The “lost and found” cases, as a Texas Court of Criminal Appeals judge labeled them, came to light last year, the Harris County district clerk’s office said in a statement last week. Judges attempting to ease the criminal case backlog that ballooned during the height of the coronavirus pandemic found dozens of pending cases, all filed in or before 2013, in which people were challenging the constitutionality of their convictions or sentences.

Advertisement

(A procedural rule change made in 2013 now requires district clerks to send such criminal appeals to the Court of Criminal Appeals six months after they are filed, regardless of whether the trial court has acted on them.)

By the end of last year, the clerk’s office said, it had forwarded all the rediscovered cases to Texas’ highest criminal court to be resolved without explaining why they were, in many cases, decades delayed.

“For reasons unknown, we did not receive this application until twenty-two years later,” Judge David Newell wrote in a November opinion for one lost case.

In that case, Tommy Taylor argued his trial lawyer had violated his rights to counsel by failing to set his drug possession conviction up for appeal before the legal deadline. By the time the Court of Criminal Appeals saw the case in 2022, Taylor had already served his 20-year sentence. The court sent the case back to Houston to find out if Taylor still wanted to pursue an appeal and, after learning he did, allowed the former prisoner to move forward with his now-pending litigation.

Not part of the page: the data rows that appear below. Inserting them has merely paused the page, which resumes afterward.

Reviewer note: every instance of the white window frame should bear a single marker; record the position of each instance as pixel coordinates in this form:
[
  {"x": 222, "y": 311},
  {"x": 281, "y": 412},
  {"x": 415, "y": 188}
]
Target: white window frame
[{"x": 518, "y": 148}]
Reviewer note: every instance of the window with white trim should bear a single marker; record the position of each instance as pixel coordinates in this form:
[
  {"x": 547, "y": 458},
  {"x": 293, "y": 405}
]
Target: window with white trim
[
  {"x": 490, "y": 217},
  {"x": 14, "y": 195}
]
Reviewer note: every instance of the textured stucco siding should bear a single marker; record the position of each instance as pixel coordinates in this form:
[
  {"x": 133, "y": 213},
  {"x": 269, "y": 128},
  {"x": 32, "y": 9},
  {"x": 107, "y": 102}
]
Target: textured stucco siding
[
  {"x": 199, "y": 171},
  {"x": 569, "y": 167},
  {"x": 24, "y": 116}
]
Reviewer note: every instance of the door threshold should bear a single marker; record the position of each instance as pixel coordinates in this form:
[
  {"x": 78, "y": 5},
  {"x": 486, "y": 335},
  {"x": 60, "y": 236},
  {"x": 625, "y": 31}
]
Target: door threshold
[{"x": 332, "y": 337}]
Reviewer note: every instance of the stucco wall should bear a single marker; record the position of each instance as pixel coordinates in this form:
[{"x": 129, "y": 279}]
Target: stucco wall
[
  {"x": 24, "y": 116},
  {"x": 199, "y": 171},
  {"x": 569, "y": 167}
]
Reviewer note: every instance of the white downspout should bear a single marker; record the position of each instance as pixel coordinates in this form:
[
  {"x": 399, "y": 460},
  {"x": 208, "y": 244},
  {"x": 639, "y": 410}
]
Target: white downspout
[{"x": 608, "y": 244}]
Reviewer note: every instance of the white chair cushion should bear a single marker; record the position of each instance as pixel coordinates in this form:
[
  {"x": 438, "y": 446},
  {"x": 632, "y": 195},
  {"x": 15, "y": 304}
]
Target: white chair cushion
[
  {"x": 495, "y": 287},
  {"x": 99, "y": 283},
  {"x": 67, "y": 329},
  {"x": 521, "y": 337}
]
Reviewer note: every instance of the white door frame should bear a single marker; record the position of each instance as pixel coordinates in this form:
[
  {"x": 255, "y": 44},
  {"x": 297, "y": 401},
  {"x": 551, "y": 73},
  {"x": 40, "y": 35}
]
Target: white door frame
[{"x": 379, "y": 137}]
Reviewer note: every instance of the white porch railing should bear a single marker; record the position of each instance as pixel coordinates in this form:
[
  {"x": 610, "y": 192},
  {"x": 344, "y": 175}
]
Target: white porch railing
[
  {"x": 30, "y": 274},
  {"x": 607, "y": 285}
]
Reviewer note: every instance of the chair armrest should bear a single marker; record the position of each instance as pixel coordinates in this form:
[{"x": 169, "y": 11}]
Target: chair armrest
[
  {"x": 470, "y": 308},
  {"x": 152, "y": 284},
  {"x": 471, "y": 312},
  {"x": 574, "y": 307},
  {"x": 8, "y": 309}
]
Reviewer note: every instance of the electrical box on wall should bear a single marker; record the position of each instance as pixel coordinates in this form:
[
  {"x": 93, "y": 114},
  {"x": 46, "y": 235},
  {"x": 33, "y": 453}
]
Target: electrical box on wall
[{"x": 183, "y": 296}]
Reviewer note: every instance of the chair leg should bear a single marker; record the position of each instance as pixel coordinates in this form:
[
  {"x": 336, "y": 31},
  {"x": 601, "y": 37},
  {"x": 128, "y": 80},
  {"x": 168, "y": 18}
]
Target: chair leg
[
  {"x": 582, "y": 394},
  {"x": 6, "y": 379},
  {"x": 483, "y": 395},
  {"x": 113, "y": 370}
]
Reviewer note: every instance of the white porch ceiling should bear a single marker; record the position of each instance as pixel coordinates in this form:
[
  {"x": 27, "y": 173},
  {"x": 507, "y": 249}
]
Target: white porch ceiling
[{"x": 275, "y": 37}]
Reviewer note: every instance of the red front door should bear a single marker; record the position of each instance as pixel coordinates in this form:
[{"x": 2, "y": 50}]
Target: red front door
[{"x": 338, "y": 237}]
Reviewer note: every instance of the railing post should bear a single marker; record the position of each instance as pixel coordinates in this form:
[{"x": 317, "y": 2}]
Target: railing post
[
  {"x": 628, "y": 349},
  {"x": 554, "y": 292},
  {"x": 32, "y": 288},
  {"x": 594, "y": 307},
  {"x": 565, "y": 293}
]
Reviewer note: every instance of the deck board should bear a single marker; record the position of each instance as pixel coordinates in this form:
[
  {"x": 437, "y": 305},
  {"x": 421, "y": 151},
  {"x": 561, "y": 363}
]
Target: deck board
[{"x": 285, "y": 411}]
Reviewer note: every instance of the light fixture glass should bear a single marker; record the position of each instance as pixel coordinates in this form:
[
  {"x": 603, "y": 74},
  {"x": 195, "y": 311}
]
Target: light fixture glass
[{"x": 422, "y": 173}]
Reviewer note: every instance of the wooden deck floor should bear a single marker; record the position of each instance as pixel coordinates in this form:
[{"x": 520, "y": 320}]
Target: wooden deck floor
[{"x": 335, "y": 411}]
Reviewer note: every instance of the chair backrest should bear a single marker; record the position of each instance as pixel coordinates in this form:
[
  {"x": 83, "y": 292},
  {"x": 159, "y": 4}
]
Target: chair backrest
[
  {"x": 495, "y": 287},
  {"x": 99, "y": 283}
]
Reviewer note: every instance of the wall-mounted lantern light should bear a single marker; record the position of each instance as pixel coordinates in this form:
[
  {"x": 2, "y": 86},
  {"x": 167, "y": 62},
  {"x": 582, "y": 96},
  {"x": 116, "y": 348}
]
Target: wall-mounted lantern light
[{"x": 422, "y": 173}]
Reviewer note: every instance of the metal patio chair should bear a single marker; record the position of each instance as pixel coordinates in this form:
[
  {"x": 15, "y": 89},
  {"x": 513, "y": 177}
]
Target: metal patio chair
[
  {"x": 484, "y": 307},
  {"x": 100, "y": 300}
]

A death penalty challenge from another prisoner, Syed Rabbani, went unresolved for nearly 30 years, The Houston Landing reported last month. Rabbani’s jury had not been able to consider potentially mitigating evidence, like his mental illness, when deciding whether to sentence him to life in prison or death, an omission his attorneys argued was unconstitutional in a 1994 petition.

Advertisement

The claim lay dormant until the district clerk forwarded it to the high court last August. The Court of Criminal Appeals punted Rabbani’s case back to Harris County to review the arguments, and in May, prosecutors agreed with Rabbani’s claim and recommended that he get a new sentencing trial.

Harris County’s administrative judge, Latosha Lewis Payne, said last week that after finding the missing cases, court administration and the district clerk’s office set up a process to notify court administrators every time a post-conviction appeal is filed. The clerk’s office has also set in place a process to forward on cases, regardless of whether they’re resolved, within 180 days of filing.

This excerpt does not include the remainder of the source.